Os incêndios florestais, como os da catástrofe no Biobío, além da lamentável perda de vidas e da destruição de moradias, deixam para trás uma perda que vai muito além do visível. Além das crescentes emergências, o Chile tem enfrentado um problema silencioso que começa uma vez controlados os sinistros: a crucial etapa da restauração dos ecossistemas danificados.

Nesse contexto, Esteban Krause, o diretor regional da Corporação Nacional Florestal no Biobío (Conaf), em conversa com o Diario Concepción, explicou o impacto dos sinistros nos solos e a tardia recuperação dos ecossistemas e plantações consumidos pelo fogo.

Assim, Krause indicou que dos incêndios registrados durante o verão de 2023 no Biobío, ainda há mais de 40 mil hectares sinistrados que não se recuperaram, seja para uso produtivo ou de floresta nativa.

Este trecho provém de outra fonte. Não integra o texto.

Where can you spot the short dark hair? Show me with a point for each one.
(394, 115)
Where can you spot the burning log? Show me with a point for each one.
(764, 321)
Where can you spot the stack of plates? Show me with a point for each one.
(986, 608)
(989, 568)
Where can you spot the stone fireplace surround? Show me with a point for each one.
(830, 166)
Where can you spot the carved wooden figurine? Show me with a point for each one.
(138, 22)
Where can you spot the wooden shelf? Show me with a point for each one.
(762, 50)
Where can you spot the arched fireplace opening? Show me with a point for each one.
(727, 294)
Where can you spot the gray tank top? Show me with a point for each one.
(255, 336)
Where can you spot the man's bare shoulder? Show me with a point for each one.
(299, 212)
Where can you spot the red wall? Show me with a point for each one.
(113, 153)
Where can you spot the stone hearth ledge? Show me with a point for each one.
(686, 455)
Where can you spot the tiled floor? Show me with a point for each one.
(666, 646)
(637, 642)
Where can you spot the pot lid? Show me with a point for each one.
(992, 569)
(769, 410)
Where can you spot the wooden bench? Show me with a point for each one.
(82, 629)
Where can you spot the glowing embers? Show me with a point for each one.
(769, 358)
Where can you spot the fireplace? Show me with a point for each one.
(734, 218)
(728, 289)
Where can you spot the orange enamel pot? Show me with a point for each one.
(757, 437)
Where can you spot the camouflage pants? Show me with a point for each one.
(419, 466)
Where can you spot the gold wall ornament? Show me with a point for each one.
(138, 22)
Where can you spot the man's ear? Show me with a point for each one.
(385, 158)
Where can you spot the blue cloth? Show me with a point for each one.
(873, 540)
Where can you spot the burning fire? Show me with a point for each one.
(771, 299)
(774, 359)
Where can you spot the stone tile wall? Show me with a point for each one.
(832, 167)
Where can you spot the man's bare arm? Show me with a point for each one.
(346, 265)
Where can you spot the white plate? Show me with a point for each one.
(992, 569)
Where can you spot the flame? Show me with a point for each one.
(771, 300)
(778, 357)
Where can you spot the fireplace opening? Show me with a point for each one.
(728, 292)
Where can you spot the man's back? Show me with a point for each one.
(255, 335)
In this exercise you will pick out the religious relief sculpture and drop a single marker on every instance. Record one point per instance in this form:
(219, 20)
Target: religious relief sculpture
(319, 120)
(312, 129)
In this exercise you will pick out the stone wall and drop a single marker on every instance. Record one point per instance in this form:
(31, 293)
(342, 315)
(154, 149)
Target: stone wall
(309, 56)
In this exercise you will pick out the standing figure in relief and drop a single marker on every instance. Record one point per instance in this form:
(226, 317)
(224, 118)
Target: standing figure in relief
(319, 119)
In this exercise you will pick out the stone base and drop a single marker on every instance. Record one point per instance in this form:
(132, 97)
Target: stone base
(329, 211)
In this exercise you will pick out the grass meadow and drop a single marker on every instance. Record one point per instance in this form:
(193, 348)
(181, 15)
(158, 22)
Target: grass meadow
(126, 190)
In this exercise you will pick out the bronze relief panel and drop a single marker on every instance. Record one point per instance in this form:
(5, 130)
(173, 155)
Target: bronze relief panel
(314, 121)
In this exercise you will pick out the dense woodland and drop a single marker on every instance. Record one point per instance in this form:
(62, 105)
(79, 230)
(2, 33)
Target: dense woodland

Nessa linha, o diretor da Conaf assinalou que "o que nós deveríamos ir trabalhando, é criar um Fundo de Recuperação Ambiental, porque quando se percorre os morros de Penco, Concepción e Tomé, os solos estão expostos à chuva, expostos a que existam deslizamentos de terra".

"Não estamos falando apenas das florestas de plantações de pinheiro, mas também de um ecossistema nativo que cumpria um papel de proteção", complementou Krause.

Para ilustrar a situação, o diretor da Conaf no Biobío assinalou a situação das voçorocas – grandes valas ou barrancos que se formam no solo pela erosão da água – em direção ao Rio Biobío e outros córregos. "Essas voçorocas hoje ficaram descobertas (...) a vegetação nativa que existia, tudo isso desapareceu", pontuou.

De acordo com Krause, atualmente não há instrumentos estatais focados na recuperação daqueles setores consumidos pelo fogo. Daí a proposta na Conaf aponta para gerar um fundo público-privado, inclusive que possa contemplar aportes internacionais.

Isso com o objetivo de "ir recuperando esses solos que têm mais risco de erodir e gerar problemas em populações, em cidades. E nisso custa muitíssimo que se lhe atribuam recursos (...) No caso da reconstrução de moradias e da situação da infraestrutura pública, está claro o que há que fazer. Mas no tema da recuperação ambiental, não há muita clareza".

Acordo histórico

Cabe recordar que em novembro de 2025, em um acordo histórico alcançado, o Conselho Regional do Biobío (CORE) aprovou um investimento de $12 mil 800 milhões destinado a enfrentar dois desafios urgentes para a Região: a recuperação de áreas afetadas por incêndios florestais e o fortalecimento da prevenção comunitária.

Trata-se de dois projetos impulsionados pela Conaf, que buscam apoiar pequenos e médios proprietários florestais, assim como as comunidades mais vulneráveis a este tipo de ameaças.

O primeiro projeto corresponde ao Programa FNDR de Recuperação Produtiva de Florestas Afetadas por Incêndios, incluído no Plano de Fortalecimento Industrial do Biobío. Esta iniciativa considera um investimento de $9 mil 800 milhões em um prazo de execução de 36 meses. O objetivo é reflorestar 4.000 hectares de floresta nativa e plantações produtivas, beneficiando diretamente 450 famílias que não contam com recursos para replantar após as últimas emergências.

No entanto, o plano de recuperação aprovado pelo Core Biobío só alcança abranger 10% da floresta e das plantações consumidas pelo fogo durante o verão de 2023.